MIO Partners, a subsidiary of management consulting firm McKinsey & Company, has agreed to pay an $18 million fine for failing to have written policies and procedures that would prevent MIO from benefiting from inside information, the SEC stated in a filing Friday.

According to the filing, from at least 2015 to 2020 MIO, which provides investment options exclusively to current and former McKinsey partners and employees, had no policies in place to prevent the misuse of material non-public information. Active McKinsey partners who were on MIO’s Investments Committee had access to non-public information gleaned from their consulting work on behalf of clients, and those same partners had information on MIO’s investments when working with consulting clients.

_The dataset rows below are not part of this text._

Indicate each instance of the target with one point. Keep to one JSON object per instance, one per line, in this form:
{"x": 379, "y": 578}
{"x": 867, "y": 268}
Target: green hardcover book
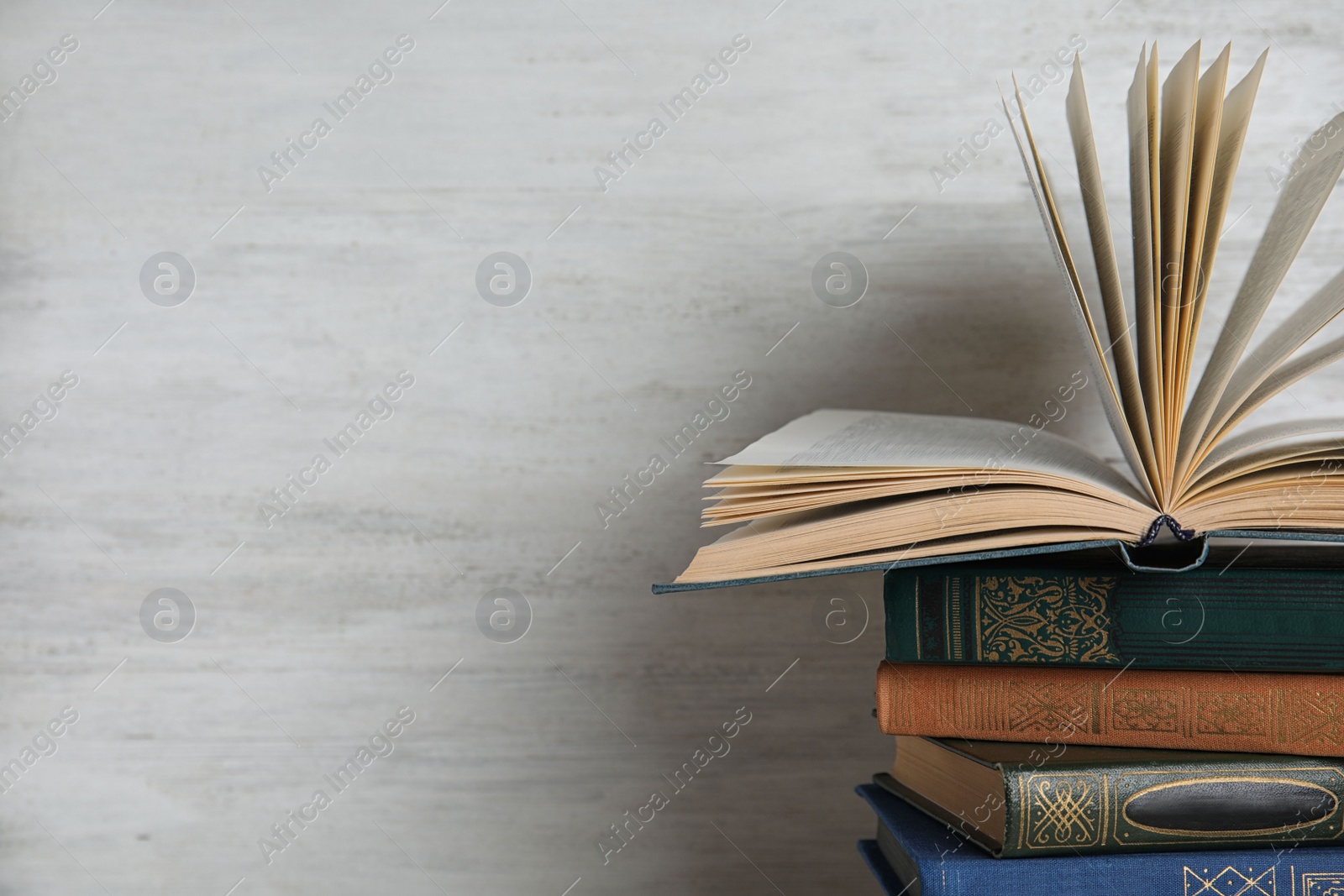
{"x": 1058, "y": 799}
{"x": 1280, "y": 611}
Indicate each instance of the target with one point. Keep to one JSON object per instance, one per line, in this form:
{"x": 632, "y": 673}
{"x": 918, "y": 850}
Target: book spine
{"x": 948, "y": 866}
{"x": 1238, "y": 712}
{"x": 1128, "y": 808}
{"x": 1274, "y": 620}
{"x": 1236, "y": 872}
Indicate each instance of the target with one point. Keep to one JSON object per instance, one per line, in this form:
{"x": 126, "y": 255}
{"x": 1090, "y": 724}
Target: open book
{"x": 839, "y": 490}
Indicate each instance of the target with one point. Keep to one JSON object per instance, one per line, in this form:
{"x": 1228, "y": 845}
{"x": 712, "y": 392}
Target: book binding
{"x": 1270, "y": 712}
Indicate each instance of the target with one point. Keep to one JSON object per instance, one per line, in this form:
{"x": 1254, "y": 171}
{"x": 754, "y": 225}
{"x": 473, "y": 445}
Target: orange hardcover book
{"x": 1221, "y": 711}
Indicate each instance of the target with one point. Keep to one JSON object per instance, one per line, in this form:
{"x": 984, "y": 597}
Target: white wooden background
{"x": 647, "y": 298}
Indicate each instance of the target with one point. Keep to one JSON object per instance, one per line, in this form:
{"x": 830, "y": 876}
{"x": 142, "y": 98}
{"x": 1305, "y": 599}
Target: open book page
{"x": 1079, "y": 307}
{"x": 1284, "y": 376}
{"x": 927, "y": 443}
{"x": 904, "y": 523}
{"x": 1142, "y": 214}
{"x": 1108, "y": 269}
{"x": 1179, "y": 96}
{"x": 1209, "y": 116}
{"x": 737, "y": 504}
{"x": 1283, "y": 459}
{"x": 1263, "y": 363}
{"x": 1261, "y": 436}
{"x": 1301, "y": 496}
{"x": 1231, "y": 136}
{"x": 703, "y": 567}
{"x": 1297, "y": 208}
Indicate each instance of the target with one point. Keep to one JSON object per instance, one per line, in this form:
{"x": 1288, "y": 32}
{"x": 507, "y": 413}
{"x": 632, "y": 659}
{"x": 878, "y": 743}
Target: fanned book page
{"x": 842, "y": 490}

“Allowing active McKinsey partners, individuals who had access to MNPI (material non-public information) about issuers in which MIO funds were invested, to oversee and monitor MIO’s investment decisions presented an ongoing risk of misuse of MNPI,” the filing stated. “MIO did not have policies and procedures reasonably designed to address the risks associated with its organizational structure.”

A prepared statement issued by an  MIO spokesperson said the company “is pleased to have resolved this matter relating to the design and implementation of its historical policies and procedures. It is important to note that the order does not identify any misuse of material non-public information by either MIO or McKinsey.”

MIO has been a registered investment advisor since 1992 and reported total regulatory assets under management of $31 billion as of the end of 2020, the filing said. McKinsey is a global management company headquartered in New York that provides consulting to public companies and other entities that issue securities, as well as to broker-dealers and investment advisors.

Although 90% of MIO’s assets are invested indirectly through third-party managers who invest at their own discretion, 10% of assets are invested directly through the buying and selling of securities, directed by an investment committee made up of active McKinsey partners, according to the SEC.

“As McKinsey consultants, investments committee members were routinely privy to MNPI relating to, for example, financial results, planned bankruptcy filings, mergers and acquisitions, product pipelines and funding efforts, and material changes in senior management,” the SEC filing said. “Investments committee members also possessed and had access to MIO MNPI as a result of their participation on the board and its committees. ... [They] were aware of MNPI regarding MIO’s investment strategies, concentration limits, risk limits and third-party manager allocations, and had access to MIO’s holdings.”

This situation left the firm vulnerable to the risk inherent in not having written policies and procedures that were reasonably designed to prevent misuse of non-public information, whether it flowed from McKinsey clients to MIO or from MIO to McKinsey clients, according to the filing. In some examples, the investment committee approved allocation changes to some of the third-party managers amounting to tens of millions of dollars when it was known that the managers were heavily invested in companies McKinsey was providing consulting services to, the SEC said.